Wololo with your contrololo.
Age of Empires II is extremely special to me. The game came to me by accident at 16, and it has remained a great gaming love of mine ever since. I played Age of Empires II: Definitive Edition on Xbox to see if, after all these years, I could rekindle my fondness for this PC game on console, and it feels like love at first wololo all over again.
It is a daunting prospect to play a complex real-time strategy game like Age of Empires without the finely tuned control of a keyboard. There are maps and submenus to click through and units to select and move and control. Yet, the developers at World’s Edge have designed a thoughtful controller interface that, after a couple of hiccups, worked as seamlessly as I remember with a mouse and keyboard.
You can double-tap the A button to select units of the same time. You hold the button down and move the left thumbstick to select units within a certain area. There are also a handful of shortcuts that make ordering your little minions around a lot easier. The game will tell you if you have idle villagers and let you select those lazy slobs by pressing up on the D-pad. If there’s an enemy that needs a wololo-ing, right on the D-pad selects your monks. My favorite shortcut was hitting left on the D-pad, which selects all of your military units and brings them under your control simultaneously. If you’re one of those “numbers go up” sickos like I am, there is no greater joy than seeing your UI light up with the number of units you’re about to send to ruin a Carthaginian’s day.
There are also some neat automation features built into AOE II that make management a bit easier. With a click of the right stick, you can automate how villagers gather resources depending on your goals. You can have a balanced approach or set it to a function that prioritizes food and gold if you’re going for a big military. Then, the next time you generate a villager, it automatically does your bidding without the need to manually direct them. I, however, am too precise for such settings. Part of the fun is the micromanagement, so I left that setting off.
I’m also not sure if this is new to AOE II: DE or something that’s been implemented before, but I really like how the game is smart enough to direct my villagers to automatically start digging for nearby gold or stone if I have them build a mining camp. I like when minions intuitively know what their goddess demands. (I also have way too much fun capriciously killing villagers if I need to free up my population for other units. I should probably talk to somebody about that.)

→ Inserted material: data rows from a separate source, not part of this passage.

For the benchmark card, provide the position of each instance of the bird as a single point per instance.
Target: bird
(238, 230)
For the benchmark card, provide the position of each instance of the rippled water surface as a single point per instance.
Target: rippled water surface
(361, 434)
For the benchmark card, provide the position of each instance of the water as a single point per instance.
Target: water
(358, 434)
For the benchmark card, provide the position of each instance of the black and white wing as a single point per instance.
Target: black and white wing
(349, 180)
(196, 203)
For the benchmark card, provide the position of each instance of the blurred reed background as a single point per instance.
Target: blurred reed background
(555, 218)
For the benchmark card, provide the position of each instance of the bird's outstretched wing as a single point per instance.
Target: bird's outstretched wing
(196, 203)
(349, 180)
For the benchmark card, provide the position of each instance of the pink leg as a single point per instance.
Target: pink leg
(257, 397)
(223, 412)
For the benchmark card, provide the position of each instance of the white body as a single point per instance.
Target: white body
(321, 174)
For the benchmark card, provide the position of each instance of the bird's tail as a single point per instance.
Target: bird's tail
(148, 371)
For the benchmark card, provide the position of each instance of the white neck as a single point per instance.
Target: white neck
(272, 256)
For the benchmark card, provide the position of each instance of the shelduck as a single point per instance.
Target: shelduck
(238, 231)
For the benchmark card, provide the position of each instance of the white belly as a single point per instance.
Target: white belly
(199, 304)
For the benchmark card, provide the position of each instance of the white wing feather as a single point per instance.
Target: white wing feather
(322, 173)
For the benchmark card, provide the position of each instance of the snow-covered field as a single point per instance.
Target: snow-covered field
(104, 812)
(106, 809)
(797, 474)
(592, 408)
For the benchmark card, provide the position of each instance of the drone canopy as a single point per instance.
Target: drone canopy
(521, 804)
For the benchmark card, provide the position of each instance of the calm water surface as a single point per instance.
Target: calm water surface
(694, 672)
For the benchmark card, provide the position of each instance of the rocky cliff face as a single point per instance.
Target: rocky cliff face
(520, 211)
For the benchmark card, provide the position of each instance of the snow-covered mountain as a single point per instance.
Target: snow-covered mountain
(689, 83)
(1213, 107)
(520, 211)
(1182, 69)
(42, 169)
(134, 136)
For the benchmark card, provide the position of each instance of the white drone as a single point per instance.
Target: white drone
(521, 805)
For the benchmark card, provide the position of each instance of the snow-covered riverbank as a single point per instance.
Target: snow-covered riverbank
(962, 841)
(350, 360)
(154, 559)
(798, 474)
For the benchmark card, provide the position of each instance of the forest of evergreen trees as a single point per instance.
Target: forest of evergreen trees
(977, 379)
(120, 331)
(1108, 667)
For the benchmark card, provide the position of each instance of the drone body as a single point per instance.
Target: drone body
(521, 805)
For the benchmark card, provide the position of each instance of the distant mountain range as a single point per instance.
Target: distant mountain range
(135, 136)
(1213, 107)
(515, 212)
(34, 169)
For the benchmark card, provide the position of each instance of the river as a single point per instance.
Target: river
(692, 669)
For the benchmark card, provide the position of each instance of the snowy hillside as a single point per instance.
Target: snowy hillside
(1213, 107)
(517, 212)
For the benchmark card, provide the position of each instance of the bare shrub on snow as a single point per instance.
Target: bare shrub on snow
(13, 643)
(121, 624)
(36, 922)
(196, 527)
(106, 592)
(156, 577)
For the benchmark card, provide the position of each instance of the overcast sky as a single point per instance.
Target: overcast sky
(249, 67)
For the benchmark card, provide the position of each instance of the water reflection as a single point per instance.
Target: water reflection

That said, Age of Empires II: Definitive Edition Electric Console Boogalo isn’t 100 percent elegant in its control scheme. If there’s a way to click directly on the map, I haven’t found it, forcing me to hold the thumbstick until I get to the area I want to survey. That makes it really hard to get a quick glance at what’s happening if you’re under attack. I hear the telltale horn blow, letting me know there’s a fight happening, and by the time my eyes are on the action, it’s over, and units I could have maybe withdrawn had I been quicker are dead.
One of the bigger issues I had, which resulted in a couple of frustrating game overs, was the fact that the game’s UI has so much going on because it’s been distilled from a PC experience to a console one, making it easy to miss crucial information. I needed to build a siege workshop. I clicked on my builder and hit the left trigger. I was immediately shown a wheel of the buildings it can construct, but none of them were siege workshops. I went mad, looking up tutorials and wikis, convinced that I hadn’t done enough upgrading to give my civilization access to the siege workshop yet. Turns out, buildings are segregated by function, with commerce buildings (mills, markets, and monasteries, oh my!) on one wheel and military buildings on another. A quick press of the Y button pulled up the military wheel and there was the siege workshop I was desperate for. On an embarrassing note, the game actually tells you to hit Y to bring up the military buildings, but I missed it as it got lost in the noise of the informationally stuffed UI.
Once I got over those initial hangups, AOE II: DE played exactly as I remembered. All the nostalgia of spending hours with this game came flooding back, and the experience is no less diminished playing on console.
I didn’t have access to computer games growing up. My family got our first home computer when I was 16, and it was an educational / work tool, and therefore, purchasing games for it was verboten. That didn’t stop me from playing Pinball while listening to the one song that came pre-installed on Windows XP machines — David Byrne’s “Like Humans Do” — on repeat every day after school.
All that changed when somehow, someway, and for some unknown reason, my mother’s boyfriend gave me a spindle of CD-Rs. Most of them were blank, one of them was a copy of Tomb Raider II, and another one was a bootleg copy of Age of Empires II: Rise of Rome.
Nobody told me what this game was. It wasn’t a gift or anything, just something that got put on a spindle of CDs and forgotten about. But I devoured that game. It was unlike anything I had ever seen. I had no idea games like Starcraft or Myst or any of the other foundational PC games existed.
Age of Empires, quite literally, changed my gaming life. Instead of spending hours trying to run up my Pinball multiplier, I’d spend hours as Augustus trying to defeat Antony and Cleopatra. My enduring love of Roman history — complete with several college courses taken and several listens to the phenomenal podcast The History of Rome — came about because of this game.
I’m actually a bit sad those campaigns aren’t available in this version of AOE: II, but I do know it’s coming soon. I can’t wait.